Testing
Dartmouth College is enacting a one-year suspension of our standardized testing requirement for candidates seeking undergraduate admission. Dartmouth College is test optional for the Class of 2025.
In normal circumstances, standardized testing offers useful statistical context for the holistic evaluation of a student's academic record as well as our essential assessment of preparation for the curriculum we offer. But this moment is not normal and a policy pause is warranted. However, our commitment to academic excellence and intellectual curiosity has not changed.
"Optional" is not a trick word. It is not a wink that signals a continued institutional preference for the upcoming admissions cycle. This is not a euphemism or gimmick; there should be no parsing of intent with this amended testing policy. It is a clear response to an unprecedented moment that requires admission officers to reimagine some of the elements we have historically required as we reassure anxious students about their upcoming applications. Worries about oversubscribed test sites, anxiety regarding limited registration access and the incongruity of test prep during a pandemic can be set aside.

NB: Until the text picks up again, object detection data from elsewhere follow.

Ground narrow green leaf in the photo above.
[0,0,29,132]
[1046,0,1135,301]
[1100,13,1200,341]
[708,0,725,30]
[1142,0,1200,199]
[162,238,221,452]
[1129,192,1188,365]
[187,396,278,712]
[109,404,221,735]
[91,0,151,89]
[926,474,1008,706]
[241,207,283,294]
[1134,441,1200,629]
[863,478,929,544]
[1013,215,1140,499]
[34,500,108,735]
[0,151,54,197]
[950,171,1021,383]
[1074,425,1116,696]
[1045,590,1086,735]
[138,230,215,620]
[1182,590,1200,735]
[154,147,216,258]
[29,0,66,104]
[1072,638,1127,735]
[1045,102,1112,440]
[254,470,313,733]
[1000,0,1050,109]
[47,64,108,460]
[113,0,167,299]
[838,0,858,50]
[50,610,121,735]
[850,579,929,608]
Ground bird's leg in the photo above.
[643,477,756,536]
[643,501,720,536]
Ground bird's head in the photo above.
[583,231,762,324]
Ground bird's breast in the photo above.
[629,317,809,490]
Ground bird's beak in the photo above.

At Dartmouth, we will welcome any testing element a student chooses to share—the SAT, the ACT, a subject test, an AP score—or none at all. Our admission committee will review each candidacy without second-guessing the omission or presence of a testing element. As with the other optional components of the application—an alumni interview, a peer recommendation—the decision to share testing as an element of holistic review is purely an individual one.

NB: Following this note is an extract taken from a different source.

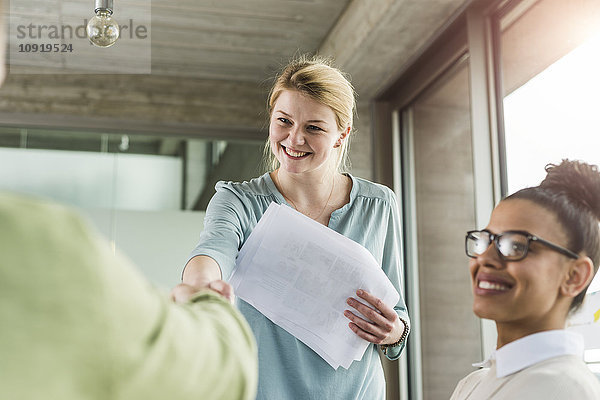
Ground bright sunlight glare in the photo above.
[504,32,600,293]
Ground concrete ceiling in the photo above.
[9,0,469,101]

We strongly advise students to focus on the many holistic elements of the application that showcase academic excellence. In this 100th anniversary of holistic admissions review at Dartmouth College, that ancient ideal of the whole person is more urgent and relevant than ever. Testing is not universally available right now, so we have adjusted our requirements, our priorities, and our focus. Other matters demand our collective energies right now.